By | Jan 15, 2015 12:01AM

How We Track This Uneven Recovery

Since February 2012, Trulia’s Housing Barometer has charted how quickly the housing market is returning to “normal” based on several indicators. The recovery is uneven and some housing activities are improving faster than others. Our Barometer highlights five measures:

  1. Existing home sales, excluding distressed sales (National Association of Realtors, NAR).
  2. Home-price levels relative to fundamentals (Trulia Bubble Watch).
  3. Delinquency plus foreclosure rate (Black Knight, formerly LPS).
  4. New construction starts (Census).
  5. The employment rate for 25-34 year-olds, a key age group for household formation and first-time homeownership (Bureau of Labor Statistics, BLS).

Home prices from our Bubble Watch are reported quarterly. The other four measures come out monthly. To reduce the volatility of these measures, we use three-month moving averages, that is, the average over the past three months recalculated each month. For each indicator, we compare the latest data with its worst reading during the housing bust and its pre-bubble normal level.

Most Barometer Measures are Three-Quarters Back to Normal

All five Housing Barometer indicators made good progress over the past year and also improved from the previous quarter. Employment among young adults—which had been the laggard indicator—posted the largest gain. Prices and the delinquency plus foreclosure rate also took big steps toward normal.

Housing Indicators: How Far Back to Normal?
Now One quarter ago One year ago
Existing home sales, excl. distressed 82% 80% 73%
Home price level 82% 73% 66%
Delinquency + foreclosure rate 76% 74% 59%
New construction starts 53% 49% 46%
Employment rate, 25-34 year-olds 46% 39% 26%
Note: For each indicator, we compare the latest available data to its worst reading during the housing bust and its pre-bubble normal level.

How much longer will the recovery take? It will depend on the two lagging measures—construction starts and young-adult jobs. While multiunit starts have roared back, single-family construction is being restrained by low household formation and a still-elevated vacancy rate. Those young adults who took jobs in the past year aren’t yet buying single-family homes. It typically takes years to save for a down payment and build up an income history. So those who got hired last year—or who will find work this year—won’t be buying homes for several years to come.
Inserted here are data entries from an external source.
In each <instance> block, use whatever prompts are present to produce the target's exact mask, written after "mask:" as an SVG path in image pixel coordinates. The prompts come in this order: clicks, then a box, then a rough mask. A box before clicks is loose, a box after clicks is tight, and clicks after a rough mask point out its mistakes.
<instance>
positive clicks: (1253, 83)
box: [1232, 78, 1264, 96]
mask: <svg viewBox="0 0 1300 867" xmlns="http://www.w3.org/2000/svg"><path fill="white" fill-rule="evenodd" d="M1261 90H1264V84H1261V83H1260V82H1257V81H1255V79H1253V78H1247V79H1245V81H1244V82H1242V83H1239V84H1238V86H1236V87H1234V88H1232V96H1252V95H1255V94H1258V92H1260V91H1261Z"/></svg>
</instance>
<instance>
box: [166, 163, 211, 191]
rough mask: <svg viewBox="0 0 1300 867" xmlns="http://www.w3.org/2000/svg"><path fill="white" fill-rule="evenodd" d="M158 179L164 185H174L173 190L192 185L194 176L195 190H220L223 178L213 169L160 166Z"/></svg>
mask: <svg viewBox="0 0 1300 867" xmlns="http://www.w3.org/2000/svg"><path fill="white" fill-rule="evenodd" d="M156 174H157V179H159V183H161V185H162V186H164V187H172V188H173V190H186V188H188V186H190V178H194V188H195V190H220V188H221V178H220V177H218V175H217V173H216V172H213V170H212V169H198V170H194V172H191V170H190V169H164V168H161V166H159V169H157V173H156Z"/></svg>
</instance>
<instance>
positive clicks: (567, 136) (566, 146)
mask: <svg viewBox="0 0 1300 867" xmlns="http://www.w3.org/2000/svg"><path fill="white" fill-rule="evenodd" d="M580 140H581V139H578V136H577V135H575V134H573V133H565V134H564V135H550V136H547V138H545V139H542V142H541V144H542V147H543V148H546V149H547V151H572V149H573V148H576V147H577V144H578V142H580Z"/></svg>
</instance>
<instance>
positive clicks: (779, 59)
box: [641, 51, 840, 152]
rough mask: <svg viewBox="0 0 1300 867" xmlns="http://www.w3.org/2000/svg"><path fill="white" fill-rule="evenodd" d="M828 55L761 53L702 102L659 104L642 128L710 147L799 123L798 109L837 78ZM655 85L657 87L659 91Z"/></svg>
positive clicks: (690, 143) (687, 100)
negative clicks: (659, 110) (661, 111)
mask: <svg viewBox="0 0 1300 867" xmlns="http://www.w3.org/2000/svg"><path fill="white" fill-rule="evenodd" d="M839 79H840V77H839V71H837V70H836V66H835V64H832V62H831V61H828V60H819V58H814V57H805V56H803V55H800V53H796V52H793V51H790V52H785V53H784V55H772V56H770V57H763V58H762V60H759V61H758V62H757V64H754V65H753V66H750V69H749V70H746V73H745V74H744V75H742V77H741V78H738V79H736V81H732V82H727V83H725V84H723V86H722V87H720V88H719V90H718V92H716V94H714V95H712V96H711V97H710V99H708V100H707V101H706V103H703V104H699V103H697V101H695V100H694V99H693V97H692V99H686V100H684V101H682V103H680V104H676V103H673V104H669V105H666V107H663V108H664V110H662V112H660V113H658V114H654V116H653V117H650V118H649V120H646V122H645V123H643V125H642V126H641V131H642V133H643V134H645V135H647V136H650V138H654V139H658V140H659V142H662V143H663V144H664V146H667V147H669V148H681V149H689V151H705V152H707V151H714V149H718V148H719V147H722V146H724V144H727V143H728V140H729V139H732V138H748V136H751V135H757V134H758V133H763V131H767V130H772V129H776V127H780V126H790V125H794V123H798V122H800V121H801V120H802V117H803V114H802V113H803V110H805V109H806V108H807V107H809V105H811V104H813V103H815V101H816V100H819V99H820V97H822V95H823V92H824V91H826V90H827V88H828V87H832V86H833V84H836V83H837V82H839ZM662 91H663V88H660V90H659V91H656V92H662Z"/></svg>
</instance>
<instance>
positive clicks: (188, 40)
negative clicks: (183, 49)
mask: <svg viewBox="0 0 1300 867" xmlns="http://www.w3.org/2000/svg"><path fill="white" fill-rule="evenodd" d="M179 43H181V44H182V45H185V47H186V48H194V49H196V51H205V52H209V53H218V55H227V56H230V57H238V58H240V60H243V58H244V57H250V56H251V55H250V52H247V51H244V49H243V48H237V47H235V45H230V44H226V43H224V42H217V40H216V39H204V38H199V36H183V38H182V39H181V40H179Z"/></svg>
Affordability is an especially big challenge for young adults. Prices are rising faster than incomes and millennials are clustering in less-affordable markets where buying is further out of their reach. Despite progress, the recovery lurches ahead unevenly and still has a way to go.

NOTE: Trulia’s Housing Barometer tracks five measures: existing home sales excluding distressed (NAR), home prices (Trulia Bubble Watch), delinquency + foreclosure rate (Black Knight), new home starts (Census), and the employment rate for 25-34 year-olds (BLS). Also, our estimate of the normal share of sales that are distressed is 5%; Black Knight reports that the share was in the 3-5% range during the bubble. For each measure, we compare the latest available data to (1) the worst reading for that indicator during the housing bust and (2) its pre-bubble normal level. We use a three-month average to smooth volatility for the four indicators that are reported monthly (all but home prices). The latest data are from December for the employment rate; November for existing home sales, new construction starts, and the delinquency + foreclosure rate; and the fourth quarter for home prices.